Upamecano explique à Trish que le gardien de la couronne est le protecteur des auras malheureuses qui errent après la mort de leur possesseur. Si personne ne s’occupe d’elles, elles perturbent la réalité et créent de grands bouleversements.
Trish pose son vélo par terre et s’assoit en tailleur dans l’herbe. Upamecano fait pareil. Les rayons du soleil traversent le feuillage des arbres et les nuages bougent au ralenti dans le ciel.
Upamecano voit les auras flotter autour de Casca, puis se faufiler dans son sac entrouvert, où la couronne les accueille. La scène l’apaise d’une façon qu’il n’avait pas ressentie depuis longtemps.
Il se tourne vers Trish.
Trish regarde ses pieds.
Upamecano lui demande : quelque chose vous inquiète ?
Elle dit : je ne sais pas ce qui s’est passé hier. Je ne me suis pas rendu compte de ce que je faisais. Je ne voulais pas la tuer.
Je voulais juste qu’elle nous rende la couronne.
Vous avez entendu une voix ? demande Upamecano. Quoi, dit Trish. Quand vous avez perdu connaissance, demande Upamecano, est-ce que vous avez entendu une voix ? Plutôt des chuchotements, dit Trish, mais j’avais du mal à comprendre ce qu’ils me disaient.
Une coccinelle est en train de courir sur l’armure d’Upamecano. Il la fait grimper sur son doigt et la regarde de près. Il dit : ces chuchotements, c’était le roi. C’est à lui que la couronne appartient. Sa couronne a choisi Casca, et elle la protégera quoiqu’il arrive. Si vous êtes son amie, elle se servira de vous parce qu’elle sent que vous voulez son bien.

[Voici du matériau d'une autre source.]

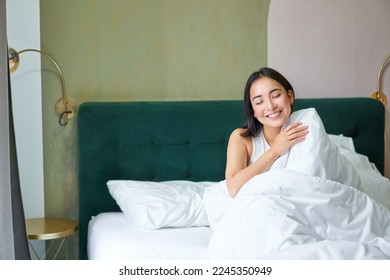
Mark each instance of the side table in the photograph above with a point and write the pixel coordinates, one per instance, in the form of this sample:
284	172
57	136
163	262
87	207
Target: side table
50	228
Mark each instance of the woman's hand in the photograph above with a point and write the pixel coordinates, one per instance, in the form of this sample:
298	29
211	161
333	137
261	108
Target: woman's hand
294	133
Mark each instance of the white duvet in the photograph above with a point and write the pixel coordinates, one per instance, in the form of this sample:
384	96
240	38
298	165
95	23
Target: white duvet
286	215
313	208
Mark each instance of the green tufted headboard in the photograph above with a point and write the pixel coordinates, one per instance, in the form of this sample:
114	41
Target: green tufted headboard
186	140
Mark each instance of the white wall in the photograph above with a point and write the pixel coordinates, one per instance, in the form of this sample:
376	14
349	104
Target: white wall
332	48
23	28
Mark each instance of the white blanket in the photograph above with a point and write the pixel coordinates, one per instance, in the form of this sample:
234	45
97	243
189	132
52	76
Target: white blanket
311	209
283	214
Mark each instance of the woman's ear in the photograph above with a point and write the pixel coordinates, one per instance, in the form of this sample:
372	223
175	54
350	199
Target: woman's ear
290	95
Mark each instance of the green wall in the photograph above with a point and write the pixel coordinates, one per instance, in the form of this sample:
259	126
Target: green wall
127	50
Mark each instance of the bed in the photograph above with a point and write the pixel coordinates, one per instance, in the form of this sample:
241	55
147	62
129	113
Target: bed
184	143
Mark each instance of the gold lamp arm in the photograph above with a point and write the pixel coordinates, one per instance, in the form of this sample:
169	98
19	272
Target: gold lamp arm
379	95
64	107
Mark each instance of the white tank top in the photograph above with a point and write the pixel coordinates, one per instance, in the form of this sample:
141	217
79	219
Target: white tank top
260	145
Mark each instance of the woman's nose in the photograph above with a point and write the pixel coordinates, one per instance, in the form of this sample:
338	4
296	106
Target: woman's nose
270	104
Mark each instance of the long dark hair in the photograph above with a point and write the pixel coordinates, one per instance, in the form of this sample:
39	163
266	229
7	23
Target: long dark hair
252	125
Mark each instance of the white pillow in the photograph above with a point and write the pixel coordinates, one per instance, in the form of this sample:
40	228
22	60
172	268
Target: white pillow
154	205
216	200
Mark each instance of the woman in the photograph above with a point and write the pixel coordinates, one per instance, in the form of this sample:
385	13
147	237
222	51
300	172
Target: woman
263	142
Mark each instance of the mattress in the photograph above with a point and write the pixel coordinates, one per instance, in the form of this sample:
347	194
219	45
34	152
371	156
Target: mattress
111	236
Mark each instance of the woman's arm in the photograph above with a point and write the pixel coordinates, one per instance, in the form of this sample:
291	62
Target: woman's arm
240	148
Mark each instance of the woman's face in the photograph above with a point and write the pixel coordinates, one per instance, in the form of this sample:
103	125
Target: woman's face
270	102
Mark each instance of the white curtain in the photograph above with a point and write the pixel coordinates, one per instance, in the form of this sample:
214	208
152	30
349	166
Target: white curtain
13	237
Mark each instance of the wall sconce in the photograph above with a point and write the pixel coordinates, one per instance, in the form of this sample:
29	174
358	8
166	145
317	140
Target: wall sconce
378	95
64	107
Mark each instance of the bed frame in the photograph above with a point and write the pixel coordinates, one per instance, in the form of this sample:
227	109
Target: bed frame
186	140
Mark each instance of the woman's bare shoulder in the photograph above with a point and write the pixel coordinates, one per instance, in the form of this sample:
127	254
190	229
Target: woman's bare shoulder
238	134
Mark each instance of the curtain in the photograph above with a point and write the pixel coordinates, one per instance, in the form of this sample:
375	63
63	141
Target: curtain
13	237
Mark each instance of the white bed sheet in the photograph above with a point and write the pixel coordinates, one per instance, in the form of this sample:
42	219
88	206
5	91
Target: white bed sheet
111	236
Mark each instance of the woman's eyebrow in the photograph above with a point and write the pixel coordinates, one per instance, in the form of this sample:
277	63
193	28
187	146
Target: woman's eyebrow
260	95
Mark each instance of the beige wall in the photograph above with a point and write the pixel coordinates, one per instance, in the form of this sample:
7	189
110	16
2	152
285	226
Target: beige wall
140	50
332	48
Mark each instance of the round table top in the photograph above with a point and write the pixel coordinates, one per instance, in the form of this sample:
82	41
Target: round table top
50	228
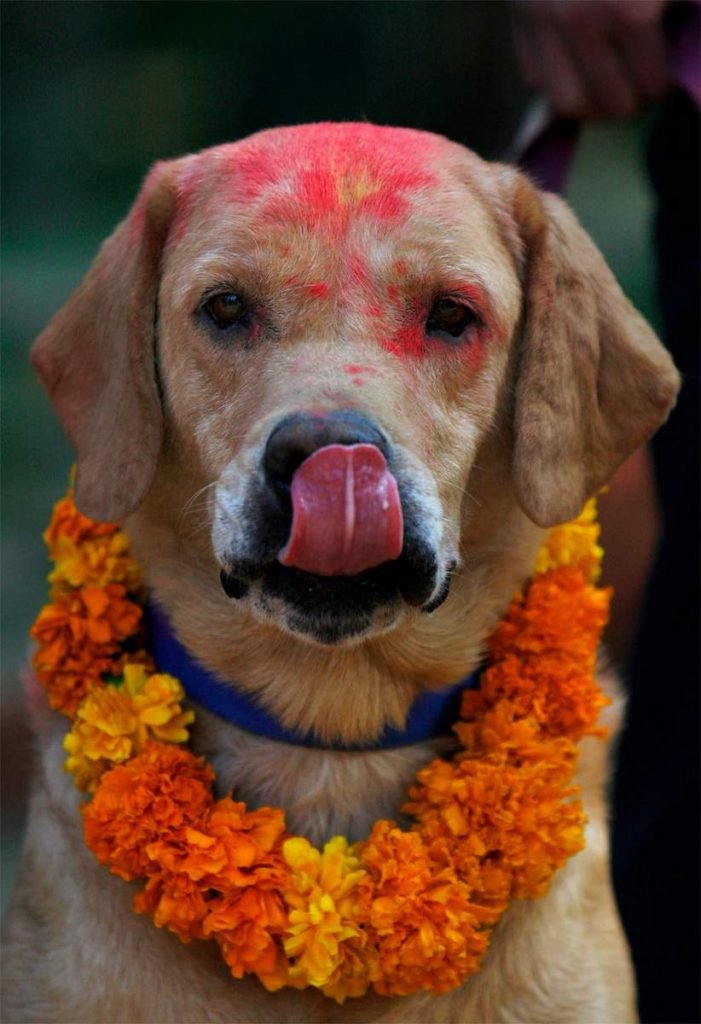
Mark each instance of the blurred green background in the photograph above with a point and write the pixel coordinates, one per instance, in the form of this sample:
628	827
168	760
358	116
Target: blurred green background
93	92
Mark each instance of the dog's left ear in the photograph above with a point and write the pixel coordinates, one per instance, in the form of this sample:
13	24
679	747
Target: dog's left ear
96	358
594	381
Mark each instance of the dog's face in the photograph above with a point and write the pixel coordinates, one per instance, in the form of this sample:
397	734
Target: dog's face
345	321
342	292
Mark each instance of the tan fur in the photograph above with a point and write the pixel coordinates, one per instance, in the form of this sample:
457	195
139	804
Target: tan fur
573	383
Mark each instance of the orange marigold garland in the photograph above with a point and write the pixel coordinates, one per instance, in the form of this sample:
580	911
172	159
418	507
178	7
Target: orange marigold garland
401	911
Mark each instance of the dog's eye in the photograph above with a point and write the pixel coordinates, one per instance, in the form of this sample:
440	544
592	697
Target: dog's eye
225	309
449	316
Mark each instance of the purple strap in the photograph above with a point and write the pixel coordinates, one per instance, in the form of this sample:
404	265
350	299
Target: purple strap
546	152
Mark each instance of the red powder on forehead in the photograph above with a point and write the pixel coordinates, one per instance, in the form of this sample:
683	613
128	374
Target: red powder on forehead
317	291
330	173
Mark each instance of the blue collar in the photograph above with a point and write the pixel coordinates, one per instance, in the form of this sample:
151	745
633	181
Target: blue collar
431	715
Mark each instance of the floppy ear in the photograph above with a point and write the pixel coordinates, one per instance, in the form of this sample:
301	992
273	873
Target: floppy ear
594	381
96	358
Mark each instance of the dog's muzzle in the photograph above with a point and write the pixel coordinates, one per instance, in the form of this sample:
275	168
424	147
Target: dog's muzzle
333	536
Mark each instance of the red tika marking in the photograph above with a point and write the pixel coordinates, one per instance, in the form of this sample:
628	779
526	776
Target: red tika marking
317	291
330	174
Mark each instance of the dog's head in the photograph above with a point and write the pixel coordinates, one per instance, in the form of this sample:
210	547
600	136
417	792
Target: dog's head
330	332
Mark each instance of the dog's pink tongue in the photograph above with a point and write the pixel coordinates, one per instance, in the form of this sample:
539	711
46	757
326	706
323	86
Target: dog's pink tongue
346	513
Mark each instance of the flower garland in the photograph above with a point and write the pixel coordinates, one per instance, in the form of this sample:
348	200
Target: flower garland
402	911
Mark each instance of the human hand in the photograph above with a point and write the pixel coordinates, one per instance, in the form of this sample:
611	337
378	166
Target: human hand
594	58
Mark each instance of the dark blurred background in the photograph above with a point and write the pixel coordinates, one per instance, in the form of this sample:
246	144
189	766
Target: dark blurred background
93	92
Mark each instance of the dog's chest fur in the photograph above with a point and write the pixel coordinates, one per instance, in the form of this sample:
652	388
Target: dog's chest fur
130	971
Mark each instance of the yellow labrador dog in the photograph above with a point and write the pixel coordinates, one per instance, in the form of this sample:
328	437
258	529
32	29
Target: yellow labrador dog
318	303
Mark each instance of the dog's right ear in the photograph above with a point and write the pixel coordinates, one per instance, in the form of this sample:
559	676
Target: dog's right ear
96	357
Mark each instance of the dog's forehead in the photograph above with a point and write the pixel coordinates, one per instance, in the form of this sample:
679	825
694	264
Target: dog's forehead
326	175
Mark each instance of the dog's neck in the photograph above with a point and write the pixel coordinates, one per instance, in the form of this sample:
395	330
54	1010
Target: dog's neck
323	793
350	692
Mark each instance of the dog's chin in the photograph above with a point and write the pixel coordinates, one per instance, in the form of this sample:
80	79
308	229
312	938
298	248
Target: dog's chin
339	610
332	610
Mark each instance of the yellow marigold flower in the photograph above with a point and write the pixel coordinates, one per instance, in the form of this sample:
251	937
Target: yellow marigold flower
320	895
115	722
87	553
575	544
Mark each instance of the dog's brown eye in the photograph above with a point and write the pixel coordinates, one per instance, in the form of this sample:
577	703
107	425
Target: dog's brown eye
449	316
225	309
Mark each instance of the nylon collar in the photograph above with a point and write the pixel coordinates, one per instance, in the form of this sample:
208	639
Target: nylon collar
431	715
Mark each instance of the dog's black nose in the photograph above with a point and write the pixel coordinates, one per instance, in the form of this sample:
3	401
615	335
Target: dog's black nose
300	434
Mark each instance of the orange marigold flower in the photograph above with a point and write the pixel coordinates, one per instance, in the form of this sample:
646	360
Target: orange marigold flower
156	796
78	637
419	914
68	522
247	924
87	553
175	902
232	848
574	544
543	658
523	814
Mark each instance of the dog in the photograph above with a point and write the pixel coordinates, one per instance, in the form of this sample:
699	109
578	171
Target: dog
344	289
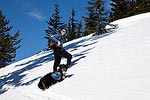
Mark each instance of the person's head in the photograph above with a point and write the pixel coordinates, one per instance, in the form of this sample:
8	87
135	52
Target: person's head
63	31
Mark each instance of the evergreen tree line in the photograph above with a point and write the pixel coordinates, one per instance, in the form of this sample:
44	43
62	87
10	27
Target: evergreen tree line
8	43
95	21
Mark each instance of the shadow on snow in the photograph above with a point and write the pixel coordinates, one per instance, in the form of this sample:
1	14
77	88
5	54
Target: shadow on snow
15	78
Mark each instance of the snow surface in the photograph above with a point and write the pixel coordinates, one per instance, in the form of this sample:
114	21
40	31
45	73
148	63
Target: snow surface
115	66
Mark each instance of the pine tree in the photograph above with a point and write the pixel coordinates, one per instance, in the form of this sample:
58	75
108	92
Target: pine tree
72	33
97	17
8	44
54	23
79	30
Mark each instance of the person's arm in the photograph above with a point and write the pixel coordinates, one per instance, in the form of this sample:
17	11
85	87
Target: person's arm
55	38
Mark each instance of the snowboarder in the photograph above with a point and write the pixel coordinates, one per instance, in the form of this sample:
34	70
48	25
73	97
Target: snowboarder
59	50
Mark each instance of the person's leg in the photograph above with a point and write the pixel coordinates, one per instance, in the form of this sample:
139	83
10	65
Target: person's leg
67	55
57	61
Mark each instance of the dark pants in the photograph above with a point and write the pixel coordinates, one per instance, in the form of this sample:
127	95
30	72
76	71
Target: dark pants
58	54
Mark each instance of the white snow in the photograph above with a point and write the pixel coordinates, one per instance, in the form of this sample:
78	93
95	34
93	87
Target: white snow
112	67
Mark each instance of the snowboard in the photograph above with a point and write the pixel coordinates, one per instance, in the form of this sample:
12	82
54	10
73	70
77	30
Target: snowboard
53	77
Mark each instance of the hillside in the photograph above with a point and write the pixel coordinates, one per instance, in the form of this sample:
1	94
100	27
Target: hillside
110	67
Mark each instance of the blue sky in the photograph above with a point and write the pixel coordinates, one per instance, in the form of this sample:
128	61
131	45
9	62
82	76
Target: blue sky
30	16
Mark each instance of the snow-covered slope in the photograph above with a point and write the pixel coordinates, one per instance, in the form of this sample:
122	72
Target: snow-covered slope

La coccinelle déploie ses élytres et s’envole.
Upamecano dit : moi aussi j’ai tué pour la couronne. C’était il y a très longtemps. C’est le roi qui parle à travers elle. C’est dans l’ordre des choses. Je n’ai jamais cherché à lui résister.
Moi je lui résisterai, dit Trish.
Upamecano tourne son heaume vers Trish et pour la première fois il rit. Il rit au point que les gens autour les regardent. Vous moquez pas de moi, dit Trish.
Casca les rejoint.
Elle demande ce qui se passe.
Rien, dit Trish. Il a un fou rire tout seul.